As a sat in the room facing the interviewer who’s face I cannot even recall, I do remember her asking me a series of questions, for non of those questions were about my past job experience or anything directly job related. It was however, questions on my life. She sat there asking me, if my child were to be sick, do I need to take urgent leave to bring them see a doctor, do I need to take leave to stay home and look after my kids and so on.
I only know I felt helpless and dumb founded at that moment. Paralysed in the chair speechless. I felt I was being put down, for being a parent. I had never thought having kids and to look after my kids was would ever come up in a job interview as a qualifying question. To me, looking after my children and being there for them, is what parents do.

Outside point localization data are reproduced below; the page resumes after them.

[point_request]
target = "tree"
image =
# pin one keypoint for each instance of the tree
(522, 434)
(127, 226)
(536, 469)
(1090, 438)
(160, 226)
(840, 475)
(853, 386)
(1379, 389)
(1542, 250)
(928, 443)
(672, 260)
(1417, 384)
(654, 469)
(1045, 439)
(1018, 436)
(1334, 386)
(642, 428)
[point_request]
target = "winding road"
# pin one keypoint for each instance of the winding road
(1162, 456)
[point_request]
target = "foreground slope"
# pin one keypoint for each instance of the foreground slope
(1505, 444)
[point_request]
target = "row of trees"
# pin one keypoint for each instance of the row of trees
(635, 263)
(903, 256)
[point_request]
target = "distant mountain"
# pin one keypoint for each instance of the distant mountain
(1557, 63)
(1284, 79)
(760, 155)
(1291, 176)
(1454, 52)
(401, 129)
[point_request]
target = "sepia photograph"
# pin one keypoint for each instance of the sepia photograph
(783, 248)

Even years later, till this day, I still remember those questions, and instead of being hired for job ability and suitability, I was disqualified for being a parent. It did feel discriminating, and hurtful, especially when it came from another woman. Working is as important for me just as my kids. It there are times I need to work long hours due to a deadline, I never thought it was a fault to take leave to look after my sick child.
I needed a job, badly, but now I was glad I wasn’t “qualified” for I am able to see it in another perspective, as it will be a place that wasn’t suitable for me for long, and instead the next job interview will be better. Thou it is easy for me to say now as I have passed that event, it wasn’t when it happened, so it is okay to cry over it and feel desperately trying to please and convince them, for being able to work and to feed your family is also part of being responsible and part of looking after them.
I am sure I had felt upset and defeated, when you know you are desperate for a job, it meant that st that point getting an interview wasn’t easy too, so just keep trying, is there are bad ones, have faith, the next one will be better, and try hard enough, it usually does. Though I felt alone at that time, but if you are reading this, you now know you aren’t.